Metabolic fingerprinting of many major diseases has been accomplished through the identification of key VOC biomarker metabolites. A large number of different specific types and classes of chemical disease biomarkers have been identified. Different categories of chemical biomarkers, associated with e-nose smellprint signatures, provide indicators of different types of diseases. Disease biomarker signatures may be categorized as indicators of abiotic diseases (including genetic and metabolic diseases), infectious diseases, and non-infectious diseases. Additional disease biomarker signatures have been classified into subcategories such as disease-predisposition biomarkers, pathogen-specific biomarkers, and location or organspecific biomarkers (e.g. gut-microflora) that may be the basis of application-specific or disease-specific e-nose detection [12-16].

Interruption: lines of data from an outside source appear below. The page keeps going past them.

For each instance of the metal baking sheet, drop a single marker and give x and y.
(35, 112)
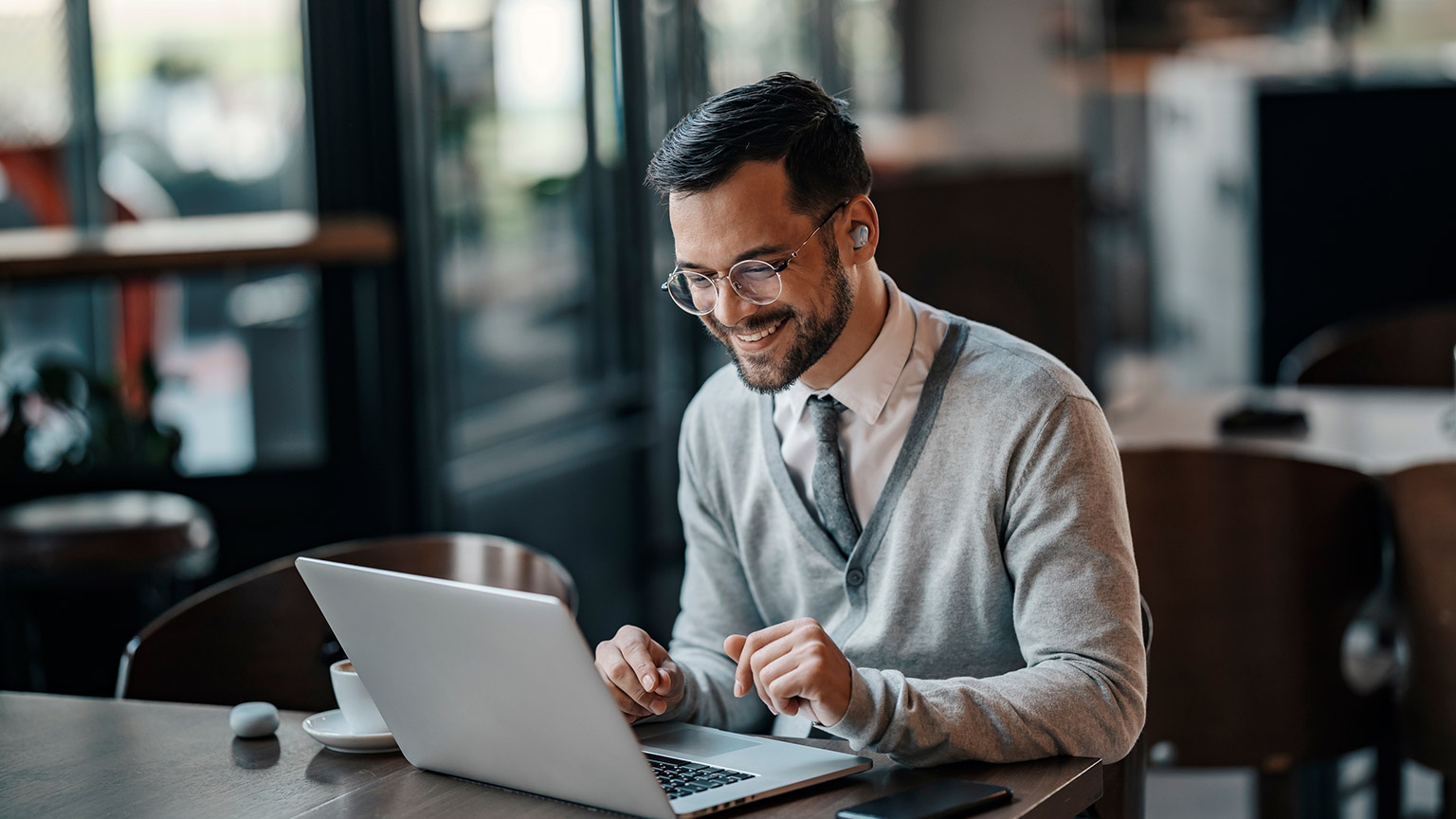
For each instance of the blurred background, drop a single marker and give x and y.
(345, 268)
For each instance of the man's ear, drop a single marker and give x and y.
(864, 229)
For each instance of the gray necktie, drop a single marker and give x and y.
(836, 512)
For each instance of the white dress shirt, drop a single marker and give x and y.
(880, 392)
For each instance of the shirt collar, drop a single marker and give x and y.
(866, 387)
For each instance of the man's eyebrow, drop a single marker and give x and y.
(760, 252)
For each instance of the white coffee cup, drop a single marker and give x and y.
(355, 700)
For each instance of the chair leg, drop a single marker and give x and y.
(1390, 761)
(1276, 794)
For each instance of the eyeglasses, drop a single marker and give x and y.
(753, 280)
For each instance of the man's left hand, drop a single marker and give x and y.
(793, 664)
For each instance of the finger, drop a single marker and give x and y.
(621, 672)
(791, 685)
(734, 646)
(629, 707)
(743, 678)
(635, 650)
(784, 680)
(765, 658)
(665, 667)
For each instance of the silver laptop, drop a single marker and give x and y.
(500, 686)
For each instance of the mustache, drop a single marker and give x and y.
(755, 324)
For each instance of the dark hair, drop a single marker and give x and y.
(784, 117)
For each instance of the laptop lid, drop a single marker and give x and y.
(486, 683)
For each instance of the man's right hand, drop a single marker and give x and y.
(640, 674)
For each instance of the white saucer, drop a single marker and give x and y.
(334, 732)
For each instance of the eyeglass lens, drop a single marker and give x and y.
(755, 282)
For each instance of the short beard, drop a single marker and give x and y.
(814, 338)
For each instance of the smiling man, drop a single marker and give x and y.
(903, 528)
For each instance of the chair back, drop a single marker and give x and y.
(260, 636)
(1423, 500)
(1254, 566)
(1406, 349)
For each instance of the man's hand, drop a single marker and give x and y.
(640, 674)
(793, 664)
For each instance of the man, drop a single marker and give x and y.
(903, 528)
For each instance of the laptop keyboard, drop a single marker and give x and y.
(682, 778)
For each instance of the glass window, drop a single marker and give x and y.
(510, 194)
(35, 114)
(211, 373)
(200, 106)
(749, 40)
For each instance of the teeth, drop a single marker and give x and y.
(760, 334)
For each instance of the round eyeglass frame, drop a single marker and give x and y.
(683, 298)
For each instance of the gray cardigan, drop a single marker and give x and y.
(991, 607)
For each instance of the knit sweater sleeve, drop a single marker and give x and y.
(1069, 557)
(717, 599)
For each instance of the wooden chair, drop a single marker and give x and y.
(127, 554)
(1254, 566)
(260, 636)
(1423, 501)
(1406, 349)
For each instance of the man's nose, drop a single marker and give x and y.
(730, 308)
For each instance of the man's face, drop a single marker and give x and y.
(747, 217)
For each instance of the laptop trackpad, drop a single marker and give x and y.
(696, 743)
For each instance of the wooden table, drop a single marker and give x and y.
(73, 756)
(1374, 430)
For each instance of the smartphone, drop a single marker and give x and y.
(937, 800)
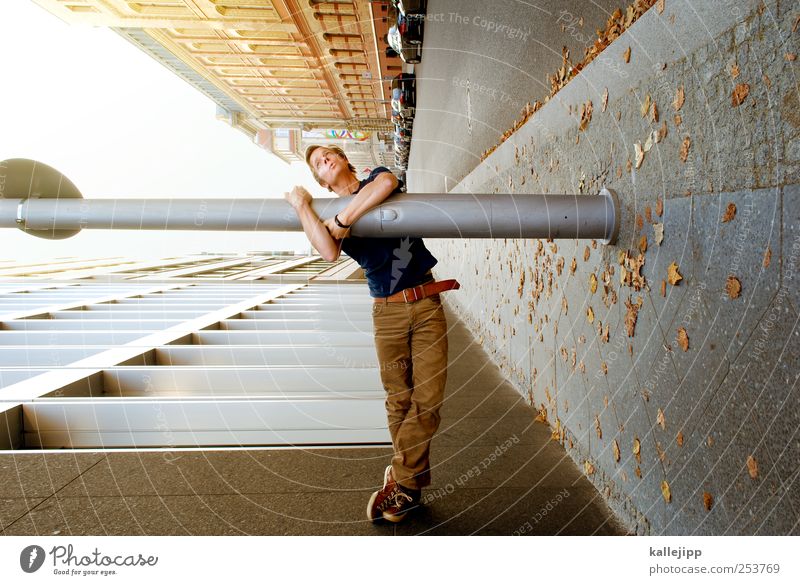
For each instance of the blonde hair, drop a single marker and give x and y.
(334, 149)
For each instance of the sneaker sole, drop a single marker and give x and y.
(397, 517)
(370, 506)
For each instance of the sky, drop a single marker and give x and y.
(119, 124)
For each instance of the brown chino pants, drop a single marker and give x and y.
(411, 341)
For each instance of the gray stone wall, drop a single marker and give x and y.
(702, 440)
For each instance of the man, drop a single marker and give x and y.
(409, 322)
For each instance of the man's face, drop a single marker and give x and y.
(327, 164)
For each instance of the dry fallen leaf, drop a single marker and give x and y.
(631, 317)
(683, 339)
(586, 115)
(684, 151)
(680, 98)
(733, 287)
(752, 466)
(665, 491)
(673, 275)
(645, 105)
(662, 132)
(730, 213)
(658, 232)
(740, 93)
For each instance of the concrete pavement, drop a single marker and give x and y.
(496, 471)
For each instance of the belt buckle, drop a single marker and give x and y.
(414, 290)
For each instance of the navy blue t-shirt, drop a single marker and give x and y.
(390, 264)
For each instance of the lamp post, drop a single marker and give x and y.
(41, 201)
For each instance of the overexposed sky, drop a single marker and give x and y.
(117, 123)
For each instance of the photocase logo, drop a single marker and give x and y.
(31, 558)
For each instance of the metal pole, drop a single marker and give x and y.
(41, 201)
(432, 215)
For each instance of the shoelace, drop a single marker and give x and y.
(400, 494)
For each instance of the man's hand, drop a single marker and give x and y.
(335, 230)
(298, 197)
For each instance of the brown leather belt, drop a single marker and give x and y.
(421, 291)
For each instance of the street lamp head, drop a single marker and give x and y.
(23, 179)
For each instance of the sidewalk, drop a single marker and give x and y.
(496, 472)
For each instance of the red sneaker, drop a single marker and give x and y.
(392, 502)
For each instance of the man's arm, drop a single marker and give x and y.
(328, 247)
(370, 196)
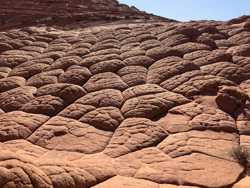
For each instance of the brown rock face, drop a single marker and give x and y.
(103, 95)
(27, 12)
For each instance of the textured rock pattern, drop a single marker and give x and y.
(153, 104)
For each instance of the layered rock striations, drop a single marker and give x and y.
(64, 12)
(137, 102)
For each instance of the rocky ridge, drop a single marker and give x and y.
(123, 103)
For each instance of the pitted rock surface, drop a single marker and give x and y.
(103, 95)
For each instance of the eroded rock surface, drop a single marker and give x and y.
(121, 98)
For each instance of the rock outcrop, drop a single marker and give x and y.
(102, 95)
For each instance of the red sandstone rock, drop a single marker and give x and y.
(104, 95)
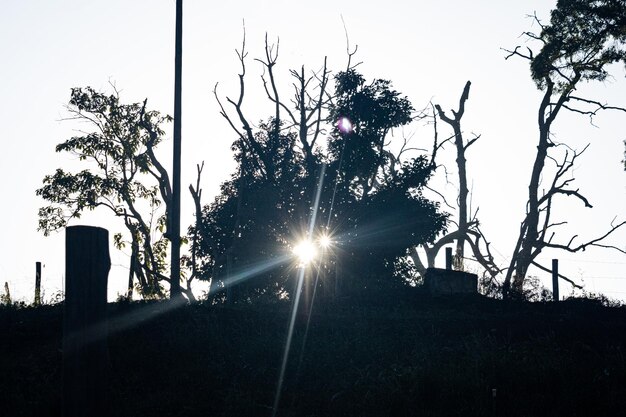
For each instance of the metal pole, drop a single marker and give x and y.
(175, 215)
(449, 258)
(37, 283)
(555, 279)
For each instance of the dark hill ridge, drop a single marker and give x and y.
(393, 355)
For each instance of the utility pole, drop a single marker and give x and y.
(175, 206)
(37, 283)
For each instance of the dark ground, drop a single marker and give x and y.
(397, 354)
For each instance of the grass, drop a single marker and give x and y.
(393, 354)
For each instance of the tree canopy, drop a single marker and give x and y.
(370, 203)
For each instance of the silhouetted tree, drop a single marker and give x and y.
(582, 39)
(464, 228)
(372, 205)
(123, 161)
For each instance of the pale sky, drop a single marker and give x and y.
(428, 49)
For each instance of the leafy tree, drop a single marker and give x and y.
(371, 204)
(121, 150)
(581, 41)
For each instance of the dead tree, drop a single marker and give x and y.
(580, 41)
(467, 230)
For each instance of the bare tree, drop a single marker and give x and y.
(581, 40)
(467, 226)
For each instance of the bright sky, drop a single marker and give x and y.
(428, 49)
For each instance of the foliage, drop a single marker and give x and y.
(581, 41)
(583, 37)
(371, 204)
(121, 153)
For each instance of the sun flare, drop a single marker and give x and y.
(305, 251)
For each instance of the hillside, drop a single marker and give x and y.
(393, 354)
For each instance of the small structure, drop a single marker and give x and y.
(439, 281)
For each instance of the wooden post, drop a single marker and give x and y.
(85, 356)
(449, 258)
(37, 283)
(555, 279)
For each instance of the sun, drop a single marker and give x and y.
(305, 251)
(325, 241)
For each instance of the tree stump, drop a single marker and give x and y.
(85, 354)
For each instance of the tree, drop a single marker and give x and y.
(372, 205)
(466, 228)
(581, 41)
(122, 153)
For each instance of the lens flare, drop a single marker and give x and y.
(325, 241)
(344, 125)
(305, 251)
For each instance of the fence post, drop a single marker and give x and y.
(555, 279)
(85, 356)
(449, 258)
(37, 284)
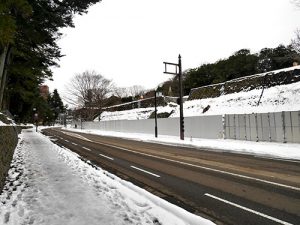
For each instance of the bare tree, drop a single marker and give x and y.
(88, 90)
(136, 90)
(296, 41)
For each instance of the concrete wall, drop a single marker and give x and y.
(8, 142)
(273, 127)
(196, 127)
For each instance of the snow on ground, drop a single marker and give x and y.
(260, 149)
(51, 185)
(275, 99)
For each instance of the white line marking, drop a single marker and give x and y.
(247, 209)
(201, 167)
(86, 148)
(145, 171)
(205, 168)
(75, 135)
(105, 156)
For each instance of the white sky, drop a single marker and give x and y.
(127, 41)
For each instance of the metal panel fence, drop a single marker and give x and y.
(272, 127)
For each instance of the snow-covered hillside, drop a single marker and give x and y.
(274, 99)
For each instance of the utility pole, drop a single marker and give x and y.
(178, 72)
(155, 112)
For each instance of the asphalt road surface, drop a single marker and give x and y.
(223, 187)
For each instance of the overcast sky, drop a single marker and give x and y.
(127, 41)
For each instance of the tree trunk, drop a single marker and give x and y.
(4, 60)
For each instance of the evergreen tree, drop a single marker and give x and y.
(56, 104)
(29, 30)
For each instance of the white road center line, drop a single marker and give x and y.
(248, 210)
(145, 171)
(202, 167)
(86, 148)
(205, 168)
(105, 156)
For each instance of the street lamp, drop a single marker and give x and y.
(179, 73)
(35, 118)
(156, 94)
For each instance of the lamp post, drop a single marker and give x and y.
(35, 118)
(156, 94)
(178, 71)
(155, 114)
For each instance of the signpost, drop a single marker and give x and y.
(178, 71)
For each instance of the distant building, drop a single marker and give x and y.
(44, 91)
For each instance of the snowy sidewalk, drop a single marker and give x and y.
(51, 185)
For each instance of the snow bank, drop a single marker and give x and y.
(51, 185)
(261, 149)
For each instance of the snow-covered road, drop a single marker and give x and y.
(51, 185)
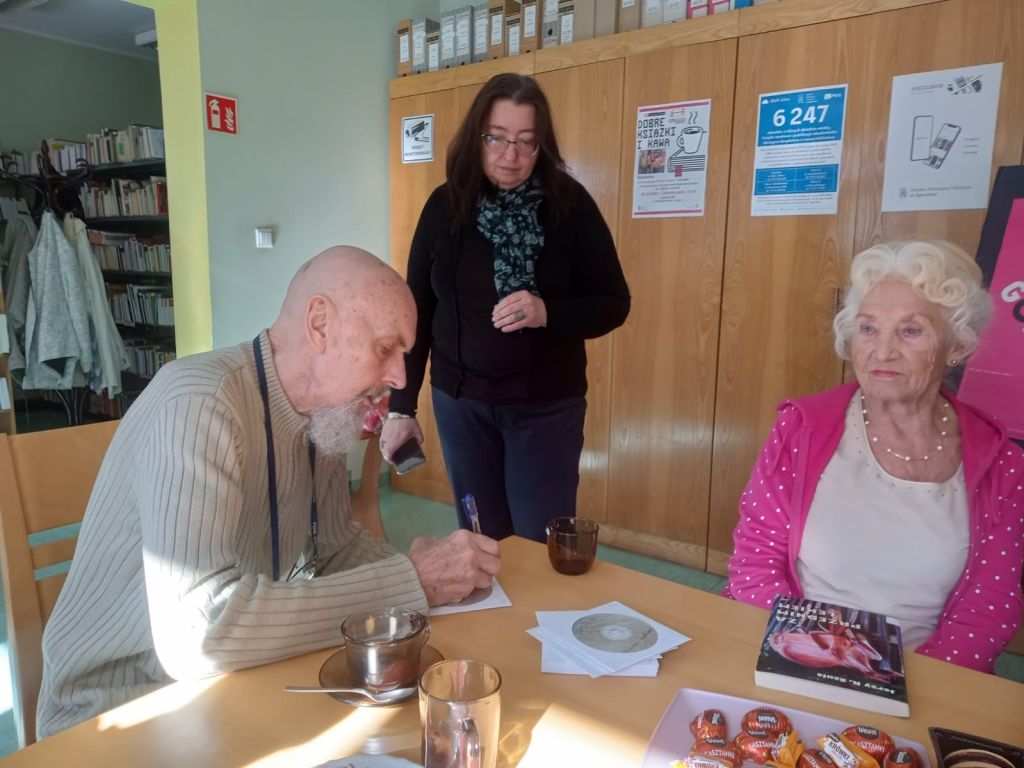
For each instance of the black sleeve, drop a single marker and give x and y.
(420, 262)
(602, 302)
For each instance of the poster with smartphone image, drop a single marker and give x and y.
(941, 133)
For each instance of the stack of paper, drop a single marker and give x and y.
(611, 639)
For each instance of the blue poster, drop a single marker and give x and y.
(799, 152)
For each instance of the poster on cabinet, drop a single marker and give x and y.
(941, 134)
(993, 378)
(418, 138)
(799, 152)
(670, 172)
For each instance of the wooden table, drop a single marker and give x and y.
(245, 718)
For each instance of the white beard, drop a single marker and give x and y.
(336, 430)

The rapidity and accuracy of diagnoses based e-nose detection of disease biomarker mixtures are greatly improved by the use of application-specific e-nose databases, containing breathprints or smellprints (VOC biomarker disease-signatures) for specific sets of closely related diseases. This approach greatly reduces the possibility of false positive, false negative and unknown diagnostic determinations. The e-nose can be programmed to utilize a wide range of application-specific reference databases, depending on the diagnostic applications required.
The improved universal standardization of portable e-nose instruments and protocols for different disease-detection applications should speed up the development and implementation of these devices for routine clinical diagnostic use. The eventual increased use of e-nose instruments for clinical diagnostic applications will not necessarily preclude the use or replacement of conventional diagnostic methods, but they will likely provide additional tools for improving efficiency and earlier indications of probable diagnoses. New-generation dual-technology e-nose instruments are now being developed that provide headspace aroma signatures from an e-nose sensor array as well as chemical analysis data for component identifications [2]. These new advanced e-noses may be used in combination with other physiological sensor devices to aid in disease diagnosis and classification [17].

Conclusion

Current clinical research with e-nose devices is achieving significant progress in the development of new biomedical applications that should help accelerate many clinical operations and procedures. Emerging electronic-nose technologies offer great potential for numerous POCT diagnostic applications in early disease detection with many advantages over conventional invasive, painful and time-consuming tests that discourage patients from seeking preemptive disease-screening procedures. Ongoing research and clinical trials are providing application-specific protocols and efficacy data that should eventually allow e-nose devices to be integrated as effective tools to enhance disease-diagnostic procedures in routine clinical practice. The greater potential cost-effectiveness of e-nose based early clinical disease diagnosis, by means of real-time detection of VOC-disease signatures, offers new alternative approaches to cutting diagnostic costs and facilitate clinical decision-making. E-nose devices ultimately may play a role in offering a more personalized approach to disease detection and therapy in the future when used in combination with other early disease-screening procedures for patients with predispositions to specific diseases.